This Limited Liability Company LLC Formation Package includes Step by Step Instructions, Articles of Formation, Operating Agreement, Resolutions and other forms for formation of a Limited Liability Company in the State of California.
An LLC is a newer form of business entity. It has advantages over corporations and partnerships. The LLC’s main advantage over a partnership is that, like the owners (shareholders) of a civil law corporation, the liability of the owners (members) of an LLC for debts and obligations of the LLC is limited to their financial investment. However, like a general partnership, members of an LLC have the right to participate in management of the LLC, unless the LLC’s articles of organization and operating agreement provide that the LLC is to be managed by managers.
For California income tax purposes, an LLC with more than one member will be classified as a partnership, and an LLC with a single individual member will be treated as a sole proprietorship, unless the LLC chooses to be classified as a corporation for income tax purposes. To be taxed as a corporation, the LLC files an election on a Form 8832, Entity Classification Election, with the Internal Revenue Service. California treats the LLC and its owners for income tax purposes in the same manner the LLC is treated for federal tax purposes.
An LLC may have one or more owners, and may have different classes of owners. In addition, an LLC may be owned by any combination of individuals or business entities. An LLC that is taxable as a partnership can achieve both conduit tax treatment and limited liability protection under civil law, similar to an entity taxable as an S corporation. However, an LLC taxable as a partnership does not have the ownership restrictions that apply to entities taxable as S corporations.
If the LLC has a single member, it will be disregarded as separate from its owner, and will be treated as a sole proprietorship or a division of its owner, unless it elects to be taxable as a corporation.

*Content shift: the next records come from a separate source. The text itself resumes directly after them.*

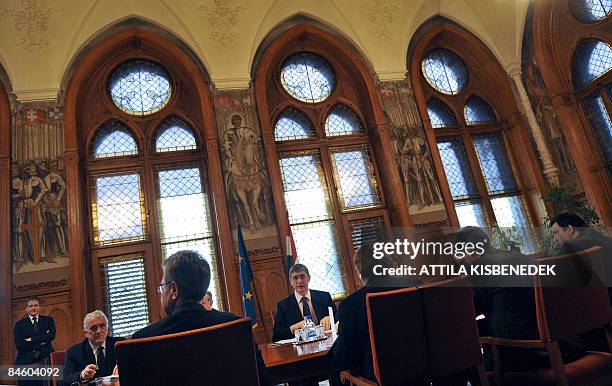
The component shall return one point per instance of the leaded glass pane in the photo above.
(512, 217)
(113, 140)
(589, 11)
(317, 248)
(444, 71)
(457, 168)
(470, 213)
(140, 87)
(206, 248)
(440, 114)
(308, 77)
(175, 135)
(599, 118)
(355, 178)
(306, 194)
(292, 124)
(368, 231)
(183, 206)
(125, 294)
(478, 112)
(592, 59)
(342, 121)
(494, 163)
(117, 210)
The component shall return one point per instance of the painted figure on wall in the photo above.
(414, 157)
(39, 214)
(246, 176)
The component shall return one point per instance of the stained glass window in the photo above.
(478, 112)
(342, 121)
(113, 139)
(355, 177)
(444, 71)
(589, 11)
(140, 87)
(311, 219)
(494, 163)
(367, 231)
(457, 168)
(175, 135)
(181, 188)
(125, 294)
(599, 119)
(117, 209)
(292, 124)
(440, 114)
(591, 59)
(308, 77)
(470, 213)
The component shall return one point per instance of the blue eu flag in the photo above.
(246, 278)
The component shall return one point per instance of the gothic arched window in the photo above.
(472, 142)
(311, 99)
(147, 185)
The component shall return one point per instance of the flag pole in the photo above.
(256, 295)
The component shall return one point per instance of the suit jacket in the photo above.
(80, 355)
(288, 312)
(352, 350)
(192, 316)
(40, 346)
(590, 238)
(508, 304)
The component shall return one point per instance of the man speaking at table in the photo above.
(291, 311)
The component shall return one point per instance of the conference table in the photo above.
(287, 362)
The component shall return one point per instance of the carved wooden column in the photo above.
(6, 262)
(551, 172)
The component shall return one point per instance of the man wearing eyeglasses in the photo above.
(291, 311)
(93, 357)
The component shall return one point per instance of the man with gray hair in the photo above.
(95, 355)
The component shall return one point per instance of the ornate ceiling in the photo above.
(40, 39)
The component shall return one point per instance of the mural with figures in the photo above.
(247, 183)
(38, 189)
(412, 151)
(38, 194)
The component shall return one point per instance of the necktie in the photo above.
(306, 310)
(101, 362)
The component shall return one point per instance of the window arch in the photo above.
(113, 139)
(323, 165)
(484, 185)
(478, 112)
(175, 135)
(146, 196)
(572, 47)
(440, 114)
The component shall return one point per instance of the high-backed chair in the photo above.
(57, 359)
(419, 335)
(570, 303)
(219, 355)
(452, 333)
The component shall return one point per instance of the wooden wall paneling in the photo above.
(87, 105)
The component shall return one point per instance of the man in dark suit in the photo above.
(291, 311)
(184, 284)
(572, 233)
(95, 355)
(33, 336)
(508, 304)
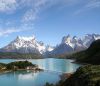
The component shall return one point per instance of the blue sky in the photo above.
(48, 20)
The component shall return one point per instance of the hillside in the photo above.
(12, 55)
(91, 55)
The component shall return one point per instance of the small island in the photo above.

In general, all the owners (members) are shielded from individual liability for debts and obligations of the LLC. An LLC is formed by filing “articles of organization” with the California Secretary of State prior to conducting business. Forming an LLC is simpler and faster than forming and maintaining a civil law corporation. LLCs do not issue stock and are not required to hold annual meetings or keep written minutes, which a corporation must do in order to preserve the liability shield for its owners.

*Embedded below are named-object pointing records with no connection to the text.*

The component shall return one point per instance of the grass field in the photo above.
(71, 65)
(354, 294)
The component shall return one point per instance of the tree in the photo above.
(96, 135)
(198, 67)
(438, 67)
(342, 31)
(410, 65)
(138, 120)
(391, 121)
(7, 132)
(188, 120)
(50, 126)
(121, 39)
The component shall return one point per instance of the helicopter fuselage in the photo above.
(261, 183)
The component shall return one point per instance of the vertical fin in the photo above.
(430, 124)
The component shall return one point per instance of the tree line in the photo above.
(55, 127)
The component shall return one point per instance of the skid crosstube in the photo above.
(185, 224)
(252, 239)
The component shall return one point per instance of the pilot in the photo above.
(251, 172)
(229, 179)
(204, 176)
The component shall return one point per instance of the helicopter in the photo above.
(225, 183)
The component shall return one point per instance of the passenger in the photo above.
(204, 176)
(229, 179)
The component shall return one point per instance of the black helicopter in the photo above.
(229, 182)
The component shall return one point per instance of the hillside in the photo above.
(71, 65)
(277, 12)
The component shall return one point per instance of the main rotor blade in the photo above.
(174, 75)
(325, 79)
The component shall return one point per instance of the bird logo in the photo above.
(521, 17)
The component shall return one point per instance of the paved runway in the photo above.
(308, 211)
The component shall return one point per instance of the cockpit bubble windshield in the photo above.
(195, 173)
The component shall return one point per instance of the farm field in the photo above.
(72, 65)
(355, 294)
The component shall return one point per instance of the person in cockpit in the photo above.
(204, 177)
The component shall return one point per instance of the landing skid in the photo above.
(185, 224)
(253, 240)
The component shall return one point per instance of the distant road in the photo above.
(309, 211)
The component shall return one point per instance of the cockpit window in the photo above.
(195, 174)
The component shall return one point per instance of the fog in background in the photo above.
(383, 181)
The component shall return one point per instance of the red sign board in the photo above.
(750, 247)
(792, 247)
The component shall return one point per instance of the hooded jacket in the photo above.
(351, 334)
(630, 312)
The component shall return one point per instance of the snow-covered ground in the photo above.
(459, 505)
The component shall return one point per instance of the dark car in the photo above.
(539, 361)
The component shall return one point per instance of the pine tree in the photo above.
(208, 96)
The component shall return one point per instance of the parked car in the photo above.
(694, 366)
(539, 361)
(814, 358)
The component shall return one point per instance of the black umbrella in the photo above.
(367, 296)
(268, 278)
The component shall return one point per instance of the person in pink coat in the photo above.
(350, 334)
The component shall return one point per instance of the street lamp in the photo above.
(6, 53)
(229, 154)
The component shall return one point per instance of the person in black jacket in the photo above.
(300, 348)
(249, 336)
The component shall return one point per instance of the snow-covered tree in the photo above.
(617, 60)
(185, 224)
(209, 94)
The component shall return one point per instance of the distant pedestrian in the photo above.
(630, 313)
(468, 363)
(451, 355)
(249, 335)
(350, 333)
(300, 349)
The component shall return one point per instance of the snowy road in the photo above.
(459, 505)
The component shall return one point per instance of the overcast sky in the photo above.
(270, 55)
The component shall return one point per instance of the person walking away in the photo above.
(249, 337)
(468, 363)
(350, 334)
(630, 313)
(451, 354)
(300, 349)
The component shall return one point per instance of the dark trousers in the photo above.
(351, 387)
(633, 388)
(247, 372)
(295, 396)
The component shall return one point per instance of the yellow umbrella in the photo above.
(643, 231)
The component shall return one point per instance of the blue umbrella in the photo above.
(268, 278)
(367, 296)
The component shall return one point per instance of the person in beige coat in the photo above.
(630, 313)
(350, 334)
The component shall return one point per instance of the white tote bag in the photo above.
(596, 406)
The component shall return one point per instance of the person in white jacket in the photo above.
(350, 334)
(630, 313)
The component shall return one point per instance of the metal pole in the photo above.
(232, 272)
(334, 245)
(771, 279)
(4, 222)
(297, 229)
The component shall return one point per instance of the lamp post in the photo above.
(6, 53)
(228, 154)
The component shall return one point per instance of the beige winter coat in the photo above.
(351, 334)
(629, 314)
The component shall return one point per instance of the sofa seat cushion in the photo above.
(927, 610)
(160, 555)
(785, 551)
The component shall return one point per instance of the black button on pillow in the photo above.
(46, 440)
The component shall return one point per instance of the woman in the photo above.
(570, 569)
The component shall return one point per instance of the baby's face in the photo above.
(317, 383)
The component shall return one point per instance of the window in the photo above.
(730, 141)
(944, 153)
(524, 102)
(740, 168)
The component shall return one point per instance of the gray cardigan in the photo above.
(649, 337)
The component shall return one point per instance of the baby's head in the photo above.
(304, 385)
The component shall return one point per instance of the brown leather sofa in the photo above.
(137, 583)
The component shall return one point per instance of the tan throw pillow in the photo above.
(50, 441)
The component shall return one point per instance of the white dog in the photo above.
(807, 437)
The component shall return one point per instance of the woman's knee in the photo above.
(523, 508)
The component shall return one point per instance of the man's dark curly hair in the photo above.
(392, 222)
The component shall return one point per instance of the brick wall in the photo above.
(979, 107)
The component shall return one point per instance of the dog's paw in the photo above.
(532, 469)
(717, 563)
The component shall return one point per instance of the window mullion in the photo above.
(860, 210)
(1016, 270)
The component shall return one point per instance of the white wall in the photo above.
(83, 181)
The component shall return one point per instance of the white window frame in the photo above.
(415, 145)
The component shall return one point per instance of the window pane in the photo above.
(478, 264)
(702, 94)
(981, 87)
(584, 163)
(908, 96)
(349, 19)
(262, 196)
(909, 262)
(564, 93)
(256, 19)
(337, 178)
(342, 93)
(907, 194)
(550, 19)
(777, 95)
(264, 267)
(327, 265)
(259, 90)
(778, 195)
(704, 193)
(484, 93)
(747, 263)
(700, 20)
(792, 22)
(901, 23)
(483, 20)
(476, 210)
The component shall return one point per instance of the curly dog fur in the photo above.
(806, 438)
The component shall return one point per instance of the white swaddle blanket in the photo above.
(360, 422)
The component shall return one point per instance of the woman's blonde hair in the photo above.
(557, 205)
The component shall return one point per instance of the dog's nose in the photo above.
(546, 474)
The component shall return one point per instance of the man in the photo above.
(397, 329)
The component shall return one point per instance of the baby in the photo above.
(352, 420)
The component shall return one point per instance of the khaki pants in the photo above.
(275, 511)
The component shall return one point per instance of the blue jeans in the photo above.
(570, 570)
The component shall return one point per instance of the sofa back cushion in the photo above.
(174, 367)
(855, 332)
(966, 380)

Either before or after filing its articles of organization, the LLC members must enter into a verbal or written operating agreement. A formal, written agreement is advisable. An LLC is typically managed by its members, unless the members agree to have a manager handle the LLC’s business affairs. Generally, members of an LLC that are taxed as a partnership may agree to share the profits and losses in any manner. Members of an LLC classified as a corporation receive profits and losses in the same manner as shareholders of a corporation legally organized as such.